If Fabien’s job doesn’t come though quickly, Mark and Fabien will use the money from the sale of their home to move to France. “But it’s unclear whether the kids can have French nationality or health insurance,” Mark said. “They may just be seen as visitors and may have to exit and enter the country every six months. We’re not sure — the French Embassy in D.C. was not clear.”

Mark paused for a moment. He sounded dispassionate, flat. “Here’s the thing,” he said slowly. “A gay person is always coming out. I’m always having to explain, even to my gay friends, that I can’t sponsor Fabien for immigration. They assume that because he’s been here so long, of course he can stay! I get tired of selling the same story. You can assume there’s heartache. If something were to happen to me — if I died — Fabien would be deported and the kids would stay here. If we go to France, I’ll be taking my parents’ only grandchildren away, the only ones they’ll ever have. My sister is very ill with multiple sclerosis. I could be in France when she dies. But we can’t stay here.”

He continued: “People worry that if we change the law it’s going to open the floodgates… to whom? Professional men? When Fabien and I went to lobby in Washington, everyone in the group had master’s degrees! All these people are educated people who just want to make a living, doing jobs like teaching that are good for their adoptive country.”

The picture for gay couples does seem to be changing. According to a 2001 study by the Kaiser Family Foundation, the majority of 18- to 29-year-olds support gay and lesbian unions or partnerships (68%), marriage (60%) and adoption (55%), whereas people aged 65 and older are far less supportive. (Only 27% support gay unions, 25% support gay marriage and 25% support gay adoptions.) Another survey conducted by the foundation found that more than three quarters (78%) of the American public believed that gay men and lesbians experience at least some prejudice and discrimination; more than half (57%) felt they experience “a lot.” And most Americans want to protect gays and lesbians against discrimination in employment (76%), as well as to extend certain rights and benefits to lesbian and gay domestic partners, including inheritance rights (73%) and employer-sponsored health insurance and other benefits (70%).

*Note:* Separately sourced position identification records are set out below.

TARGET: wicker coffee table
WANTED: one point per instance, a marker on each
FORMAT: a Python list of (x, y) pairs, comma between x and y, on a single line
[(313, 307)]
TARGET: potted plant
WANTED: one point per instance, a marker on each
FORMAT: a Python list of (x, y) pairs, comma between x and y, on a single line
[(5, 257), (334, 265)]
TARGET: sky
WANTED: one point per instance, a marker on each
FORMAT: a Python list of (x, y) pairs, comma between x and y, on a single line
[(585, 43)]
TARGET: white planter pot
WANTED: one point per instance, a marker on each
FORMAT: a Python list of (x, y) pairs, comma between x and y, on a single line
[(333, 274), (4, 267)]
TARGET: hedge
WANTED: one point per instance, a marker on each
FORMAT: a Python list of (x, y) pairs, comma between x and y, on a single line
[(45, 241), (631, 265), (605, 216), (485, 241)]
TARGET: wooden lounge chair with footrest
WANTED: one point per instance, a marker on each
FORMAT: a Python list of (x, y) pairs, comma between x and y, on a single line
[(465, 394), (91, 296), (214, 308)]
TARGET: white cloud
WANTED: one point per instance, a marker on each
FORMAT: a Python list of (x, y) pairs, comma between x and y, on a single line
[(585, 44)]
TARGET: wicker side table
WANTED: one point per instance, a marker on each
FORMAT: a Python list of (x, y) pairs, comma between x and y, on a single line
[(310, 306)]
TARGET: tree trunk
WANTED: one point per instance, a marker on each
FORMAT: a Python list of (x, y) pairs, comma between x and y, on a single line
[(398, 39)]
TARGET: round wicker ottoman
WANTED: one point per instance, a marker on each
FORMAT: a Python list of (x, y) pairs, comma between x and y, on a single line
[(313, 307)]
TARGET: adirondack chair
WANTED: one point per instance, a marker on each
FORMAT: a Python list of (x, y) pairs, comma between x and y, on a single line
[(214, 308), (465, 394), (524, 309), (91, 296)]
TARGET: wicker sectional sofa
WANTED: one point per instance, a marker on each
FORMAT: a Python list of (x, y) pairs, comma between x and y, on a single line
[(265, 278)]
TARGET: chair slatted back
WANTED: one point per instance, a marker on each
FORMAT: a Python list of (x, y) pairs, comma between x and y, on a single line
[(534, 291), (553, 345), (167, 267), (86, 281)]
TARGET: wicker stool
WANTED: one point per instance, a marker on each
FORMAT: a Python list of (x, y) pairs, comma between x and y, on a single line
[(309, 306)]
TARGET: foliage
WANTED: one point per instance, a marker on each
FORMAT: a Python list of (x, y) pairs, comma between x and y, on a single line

That’s something.

Hey, we’re a nation of immigrants. Our grandparents and great-grandparents had opportunities that lawmakers today are awfully stingy about: the chance to raise children, to work hard and to believe in the promise of this country. As a mother, I try to teach my kids about American values: fairness, respect for diversity, having the chance to write your own story. I want those values to exist, still. I’m not always sure they do.